La première de La Muette au Théâtre National à Varsovie revêtit également une dimension politique. Les répétitions se déroulaient à l’époque où la censure tsariste s'intensifiait dans le Royaume de Pologne qui constituait le substitut de l’État polonais, partagé entre ses trois puissants voisins. En dépit des difficultés politiques et financières, les Polonais s’efforçaient de présenter les œuvres les plus récentes du répertoire européen sur la scène du théâtre qui occupait à l’époque l’immeuble de taille modeste, situé sur la place Krasiński.
 
La Muette de Portici tant attendue dans la Pologne asservie
 
La partition de l’opéra arriva de Paris à Varsovie dès 1829. Le directeur de musique du Théâtre National, Karol Kurpiński, espérait que la mise en scène d’une œuvre d'un tel rang, améliorerait la situation financière du théâtre.
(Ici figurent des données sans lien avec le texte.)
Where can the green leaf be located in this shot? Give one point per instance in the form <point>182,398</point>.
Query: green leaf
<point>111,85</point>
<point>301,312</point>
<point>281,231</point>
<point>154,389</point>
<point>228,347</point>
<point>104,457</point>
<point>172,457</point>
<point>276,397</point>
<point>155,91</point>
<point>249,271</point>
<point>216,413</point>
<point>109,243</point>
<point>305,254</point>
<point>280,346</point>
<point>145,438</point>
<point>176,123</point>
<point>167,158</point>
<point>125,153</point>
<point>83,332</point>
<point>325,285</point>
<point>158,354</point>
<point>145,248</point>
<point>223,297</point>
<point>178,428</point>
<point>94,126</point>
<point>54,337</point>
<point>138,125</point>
Le choix de La Muette fut certainement très pertinent – le public polonais adorait l’opéra et les œuvres évoquant l’indépendance de la patrie lui apportaient du réconfort. Le sort d’une jeune fille muette et sans défense évoquait celui d’une Pologne privée de voix et de moyens pour se défendre.
 
Néanmoins, dans son travail sur la mise en scène, Kurpiński se heurta à une série de difficultés. En premier lieu, il fallait trouver un traducteur capable d’élaborer une version du livret conforme à l’esprit de l’époque et surtout chantable en polonais. Finalement, cette tâche fut confiée à Józef Dionizy Minasowicz qui livra seulement trois des cinq actes à la fin du septembre 1830.
 
La difficulté suivante était liée au recrutement des artistes. Le nombre d’acteurs professionnels à Varsovie à cette époque était encore bien modeste par rapport aux ensembles des plus grandes scènes européennes. Alors que l’opéra d’Auber exige de nombreux chœurs et danseurs, le chœur du Théâtre National comptait en ce moment vingt-six personnes, le ballet vingt-quatre, et l’orchestre vingt-neuf. 
 
Une fois ces écueils surmontés, quand le travail sur la première de La Muette fut bien avancé, les authorités interdirent la présentation de cette œuvre jugée trop révolutionnaire. 
 
Un retournement de situation inattendu 
 
Le 29 novembre 1830, les Polonais se soulevèrent contre le tsar russe Nicolas 1er, qui violait la constitution et voulait envoyer l’armée polonaise pour réprimer la révolution en Belgique. Le sentiment d’asservissement se renforçait. Après avoir temporairement retrouvé la liberté, les Varsoviens réclamèrent que La Muette soit à nouveau jouée mais finalement seulement les trois premiers actes, retravaillés, furent montrés. La première eut lieu le 15 janvier 1831 et fut un événement marquant. Le nombre de spectateurs et de représentations témoignait du succès de cet opéra en terre polonaise (dans la deuxième moitié de janvier La Muette fut jouée six fois sur un total de dix représentations). Le Théâtre National réussit à présenter l’œuvre en entier le 3 mai 1831, pour le quarantième anniversaire de la Constitution du 3 Mai. La Muette fut jouée avec succès jusqu’à la fin de l’Insurrection, vingt fois en tout. Une femme muette devint ainsi la porte-parole des insurgés.
 
Des mises en scène explosives
 
C’est Antonio Sacchetti, le scénographe de renom, qui fut l’auteur des décors pour la mise en scène de La Muette à Varsovie. Sa scénographie se distinguait par les réalisations techniques les plus modernes, et notamment les dioramas. Sacchetti montra aux Varsoviens ce qui avait émerveillé les Parisiens, et particulièrement un diorama spectaculaire présentant l’éruption du Vésuve, probablement en mouvement, dans la scène finale.